Homily for Thursday in the Octave of Easter

Lines from the English thinker and essayist Thomas Hobbes on human life have become famous. Human life, he wrote, is “nasty, brutish, and short.” When we apply this thought to the life of Jesus, we might come to the conclusion that, at least in this situation, Hobbes was right on the money.

Not all people have the benefits of electricity, clean water, and freedom from devastating diseases. Progress and evolution seem spotty.

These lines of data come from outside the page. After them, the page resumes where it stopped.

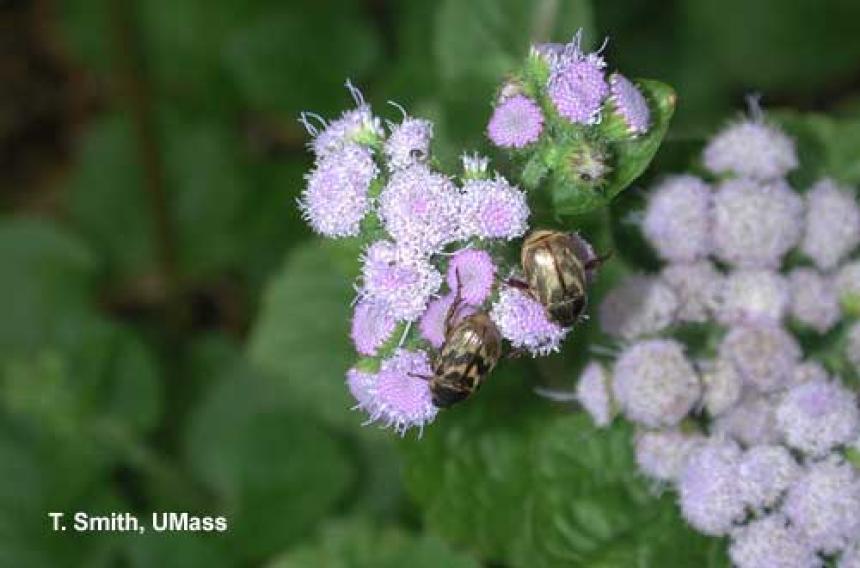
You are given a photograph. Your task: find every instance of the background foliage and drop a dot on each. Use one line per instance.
(172, 338)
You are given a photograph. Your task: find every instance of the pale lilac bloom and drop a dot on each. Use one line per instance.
(629, 103)
(832, 224)
(678, 219)
(654, 384)
(524, 323)
(517, 121)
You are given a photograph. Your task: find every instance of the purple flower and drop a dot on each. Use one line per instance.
(577, 85)
(662, 454)
(751, 149)
(523, 321)
(419, 209)
(751, 422)
(493, 209)
(629, 103)
(765, 355)
(654, 383)
(592, 392)
(409, 143)
(765, 473)
(476, 273)
(639, 306)
(432, 325)
(824, 504)
(516, 122)
(401, 282)
(832, 224)
(400, 399)
(754, 296)
(372, 326)
(770, 542)
(708, 487)
(815, 417)
(814, 301)
(723, 386)
(678, 219)
(335, 199)
(755, 225)
(698, 288)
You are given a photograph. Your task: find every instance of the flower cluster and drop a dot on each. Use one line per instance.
(756, 435)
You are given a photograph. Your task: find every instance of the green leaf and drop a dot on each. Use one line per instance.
(631, 156)
(359, 544)
(301, 337)
(482, 40)
(520, 483)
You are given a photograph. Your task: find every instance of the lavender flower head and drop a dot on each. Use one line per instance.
(629, 103)
(662, 454)
(824, 504)
(770, 542)
(817, 416)
(419, 209)
(678, 219)
(399, 399)
(523, 322)
(336, 197)
(708, 487)
(517, 121)
(755, 225)
(654, 383)
(577, 86)
(372, 326)
(592, 392)
(473, 273)
(493, 209)
(409, 143)
(832, 224)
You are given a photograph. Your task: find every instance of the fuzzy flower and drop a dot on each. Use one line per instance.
(336, 197)
(402, 283)
(592, 392)
(817, 416)
(765, 473)
(662, 454)
(372, 326)
(409, 143)
(751, 149)
(522, 321)
(832, 224)
(360, 385)
(824, 504)
(419, 209)
(754, 296)
(629, 103)
(754, 224)
(770, 542)
(698, 288)
(473, 273)
(639, 306)
(708, 487)
(399, 398)
(432, 324)
(516, 122)
(654, 383)
(751, 422)
(493, 209)
(678, 219)
(723, 386)
(814, 301)
(765, 355)
(577, 85)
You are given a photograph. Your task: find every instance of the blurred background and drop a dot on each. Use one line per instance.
(173, 339)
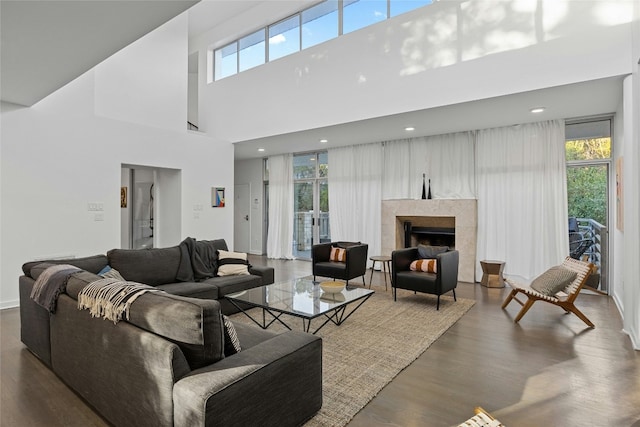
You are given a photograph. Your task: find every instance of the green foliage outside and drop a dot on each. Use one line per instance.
(587, 185)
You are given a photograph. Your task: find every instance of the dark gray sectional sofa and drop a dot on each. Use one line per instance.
(165, 365)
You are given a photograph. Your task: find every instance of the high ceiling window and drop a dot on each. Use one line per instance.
(314, 25)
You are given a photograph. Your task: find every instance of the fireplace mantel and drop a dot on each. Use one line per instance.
(464, 212)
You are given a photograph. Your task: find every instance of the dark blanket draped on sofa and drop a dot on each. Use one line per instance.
(199, 259)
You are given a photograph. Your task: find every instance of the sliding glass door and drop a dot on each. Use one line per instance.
(311, 203)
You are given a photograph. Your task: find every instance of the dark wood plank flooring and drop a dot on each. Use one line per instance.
(549, 370)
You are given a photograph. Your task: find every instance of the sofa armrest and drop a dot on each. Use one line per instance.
(265, 272)
(448, 270)
(249, 388)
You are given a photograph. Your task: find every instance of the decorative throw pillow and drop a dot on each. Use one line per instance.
(553, 280)
(111, 273)
(425, 251)
(425, 265)
(231, 341)
(338, 254)
(232, 263)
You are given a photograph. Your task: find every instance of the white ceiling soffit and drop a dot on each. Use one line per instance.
(47, 44)
(578, 100)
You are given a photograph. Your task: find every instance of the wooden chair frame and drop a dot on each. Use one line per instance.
(563, 299)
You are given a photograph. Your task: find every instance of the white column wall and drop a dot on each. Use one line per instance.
(250, 172)
(60, 155)
(631, 244)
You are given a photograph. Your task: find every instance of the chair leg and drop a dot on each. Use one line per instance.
(524, 310)
(581, 315)
(509, 298)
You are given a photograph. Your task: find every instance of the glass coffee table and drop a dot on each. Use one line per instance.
(301, 298)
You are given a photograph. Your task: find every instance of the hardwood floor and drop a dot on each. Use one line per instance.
(548, 370)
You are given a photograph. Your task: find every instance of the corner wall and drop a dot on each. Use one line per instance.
(67, 152)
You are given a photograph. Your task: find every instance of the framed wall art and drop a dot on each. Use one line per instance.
(217, 197)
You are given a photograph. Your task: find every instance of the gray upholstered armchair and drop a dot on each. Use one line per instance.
(354, 265)
(444, 280)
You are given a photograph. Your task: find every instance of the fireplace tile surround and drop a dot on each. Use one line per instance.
(435, 213)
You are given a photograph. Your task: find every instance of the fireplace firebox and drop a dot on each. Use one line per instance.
(433, 236)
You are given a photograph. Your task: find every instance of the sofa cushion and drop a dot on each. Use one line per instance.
(155, 266)
(194, 324)
(191, 289)
(425, 265)
(338, 254)
(231, 284)
(93, 264)
(232, 263)
(425, 251)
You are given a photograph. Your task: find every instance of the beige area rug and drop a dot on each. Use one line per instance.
(370, 348)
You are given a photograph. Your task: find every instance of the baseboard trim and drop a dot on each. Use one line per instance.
(9, 304)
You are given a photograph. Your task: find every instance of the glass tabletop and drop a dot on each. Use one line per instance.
(300, 297)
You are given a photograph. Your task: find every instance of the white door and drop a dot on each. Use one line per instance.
(242, 220)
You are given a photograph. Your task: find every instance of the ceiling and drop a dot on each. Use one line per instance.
(563, 102)
(46, 44)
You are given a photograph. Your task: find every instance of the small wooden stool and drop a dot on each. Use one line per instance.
(492, 273)
(386, 268)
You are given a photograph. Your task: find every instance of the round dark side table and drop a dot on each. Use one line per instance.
(386, 268)
(492, 273)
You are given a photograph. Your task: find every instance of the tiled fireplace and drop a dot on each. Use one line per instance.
(429, 217)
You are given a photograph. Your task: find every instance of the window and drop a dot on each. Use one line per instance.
(284, 38)
(308, 28)
(360, 13)
(252, 48)
(226, 61)
(397, 7)
(319, 23)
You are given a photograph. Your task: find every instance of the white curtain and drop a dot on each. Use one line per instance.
(522, 197)
(280, 232)
(355, 194)
(447, 160)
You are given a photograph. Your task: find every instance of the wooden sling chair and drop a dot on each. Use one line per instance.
(563, 299)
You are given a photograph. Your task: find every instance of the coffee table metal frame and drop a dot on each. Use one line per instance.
(335, 312)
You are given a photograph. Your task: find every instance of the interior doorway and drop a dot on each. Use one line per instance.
(588, 154)
(241, 218)
(310, 203)
(150, 207)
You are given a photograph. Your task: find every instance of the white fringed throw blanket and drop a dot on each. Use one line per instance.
(111, 298)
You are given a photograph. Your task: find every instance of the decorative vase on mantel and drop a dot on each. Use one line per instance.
(425, 194)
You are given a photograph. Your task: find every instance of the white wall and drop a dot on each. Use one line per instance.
(450, 52)
(631, 152)
(60, 155)
(250, 172)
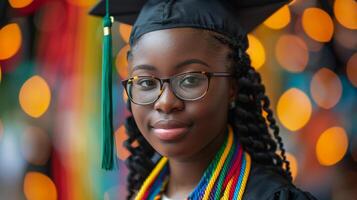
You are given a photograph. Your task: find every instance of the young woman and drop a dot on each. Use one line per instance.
(197, 104)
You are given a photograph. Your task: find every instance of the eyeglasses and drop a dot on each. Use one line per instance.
(190, 86)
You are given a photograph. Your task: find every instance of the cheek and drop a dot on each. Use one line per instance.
(139, 114)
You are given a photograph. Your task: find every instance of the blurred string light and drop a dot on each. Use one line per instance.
(326, 88)
(125, 30)
(20, 3)
(38, 186)
(353, 149)
(351, 69)
(346, 13)
(35, 96)
(125, 96)
(346, 37)
(82, 3)
(11, 162)
(50, 12)
(10, 40)
(292, 53)
(121, 62)
(293, 164)
(279, 19)
(36, 146)
(331, 146)
(1, 130)
(256, 52)
(317, 24)
(294, 109)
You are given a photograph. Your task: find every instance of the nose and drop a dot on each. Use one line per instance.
(168, 102)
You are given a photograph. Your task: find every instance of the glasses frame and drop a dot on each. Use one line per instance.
(168, 80)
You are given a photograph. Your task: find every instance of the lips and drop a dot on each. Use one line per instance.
(170, 130)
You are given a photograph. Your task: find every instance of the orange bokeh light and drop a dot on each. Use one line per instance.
(317, 24)
(292, 53)
(346, 13)
(35, 96)
(256, 52)
(120, 137)
(331, 146)
(10, 40)
(121, 62)
(20, 3)
(38, 186)
(351, 69)
(294, 109)
(125, 30)
(326, 88)
(279, 19)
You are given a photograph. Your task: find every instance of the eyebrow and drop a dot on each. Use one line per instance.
(179, 65)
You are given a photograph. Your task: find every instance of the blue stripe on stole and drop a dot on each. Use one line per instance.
(240, 179)
(156, 187)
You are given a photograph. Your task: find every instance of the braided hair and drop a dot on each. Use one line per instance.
(258, 135)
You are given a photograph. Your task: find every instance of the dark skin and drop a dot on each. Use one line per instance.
(206, 118)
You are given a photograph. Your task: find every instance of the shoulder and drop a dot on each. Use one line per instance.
(264, 183)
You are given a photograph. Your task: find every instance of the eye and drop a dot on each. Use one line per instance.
(192, 80)
(146, 83)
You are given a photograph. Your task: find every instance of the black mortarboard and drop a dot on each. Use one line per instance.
(229, 17)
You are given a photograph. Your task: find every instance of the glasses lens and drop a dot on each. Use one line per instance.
(190, 86)
(143, 90)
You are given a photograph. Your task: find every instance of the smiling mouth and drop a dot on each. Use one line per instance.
(170, 130)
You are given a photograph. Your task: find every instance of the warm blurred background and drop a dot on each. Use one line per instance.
(50, 71)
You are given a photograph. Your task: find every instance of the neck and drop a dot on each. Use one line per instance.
(185, 174)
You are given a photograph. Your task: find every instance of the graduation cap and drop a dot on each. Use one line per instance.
(231, 18)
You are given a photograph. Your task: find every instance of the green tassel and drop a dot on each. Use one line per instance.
(108, 155)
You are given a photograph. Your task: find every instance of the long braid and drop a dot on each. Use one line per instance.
(246, 119)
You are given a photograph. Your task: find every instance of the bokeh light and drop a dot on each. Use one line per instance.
(317, 24)
(125, 30)
(279, 19)
(10, 40)
(125, 96)
(351, 69)
(294, 109)
(256, 51)
(292, 53)
(120, 137)
(38, 186)
(121, 62)
(35, 96)
(326, 88)
(353, 149)
(36, 146)
(293, 164)
(1, 130)
(346, 13)
(82, 3)
(20, 3)
(331, 146)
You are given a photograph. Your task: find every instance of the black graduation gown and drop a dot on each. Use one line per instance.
(265, 184)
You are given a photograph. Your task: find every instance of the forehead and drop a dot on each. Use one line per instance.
(163, 49)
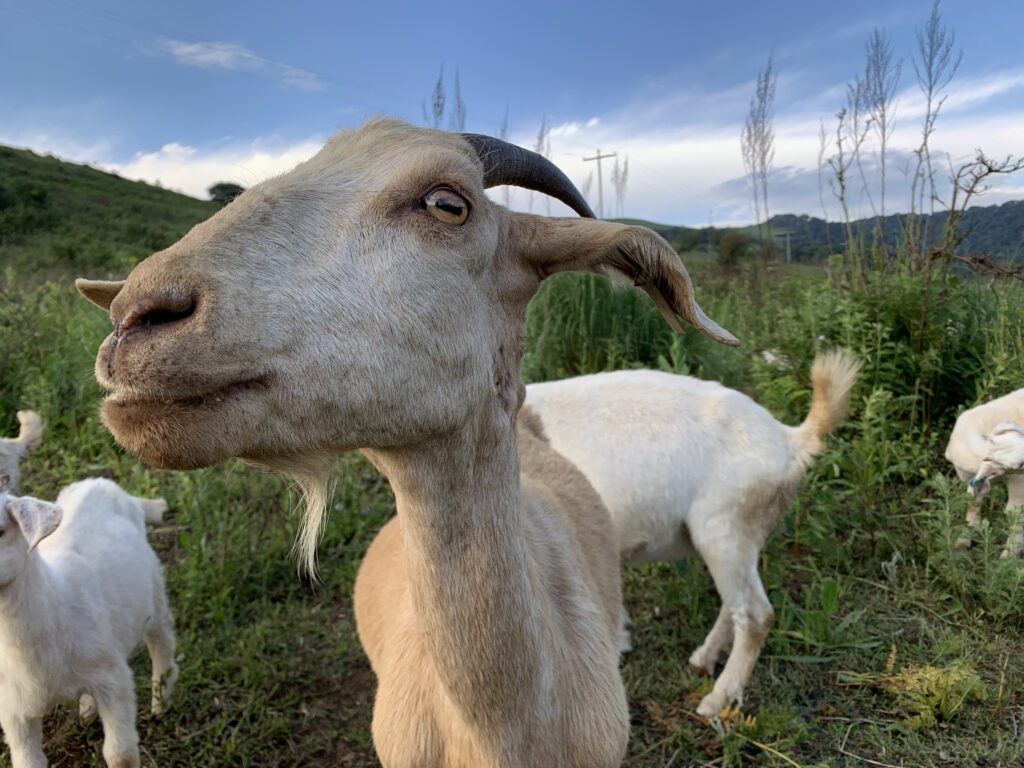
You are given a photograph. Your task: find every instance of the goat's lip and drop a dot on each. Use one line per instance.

Irrespective of whether all share in these material blessings, our Easter faith adds an important dimension to human life: what God does for the baptized in Christ signifies that human life is more than any of these material benefits. In light of what Christ has done for us, the Christian proclaims that human life has become beautiful, Godlike, and eternal. This is the new creation we celebrate at Easter.

Yesterday’s passage from the Gospel of Saint Luke, which precedes today’s passage, illuminated the presence of the risen Lord in word, sacrament, and in other people. All of that was done through the medium of an unforgettable and evocative story. We have more of the same today, a story again filled with concrete detail, telling us much more than a theological treatise on the risen Lord would ever say. The details and specifics today stress the reality of his risen presence, the importance of the physicality of his body. However, St. Luke writes: “But they were startled and terrified and thought they were seeing a ghost.” Those who gathered together in the upper room after the passion and death of Jesus have yet to grow into a mature Easter faith.

It is our Easter faith that makes it possible for us to gather around the table of the Lord in worship and adoration as well as communion with the body and blood of Jesus. Without Easter faith, the real presence of Jesus in the Eucharist makes no sense. In order for Jesus to leave behind this Sacrament, he had to both die and rise again. Let us continue to help our faith mature and grow as we participate in the Eucharist this morning.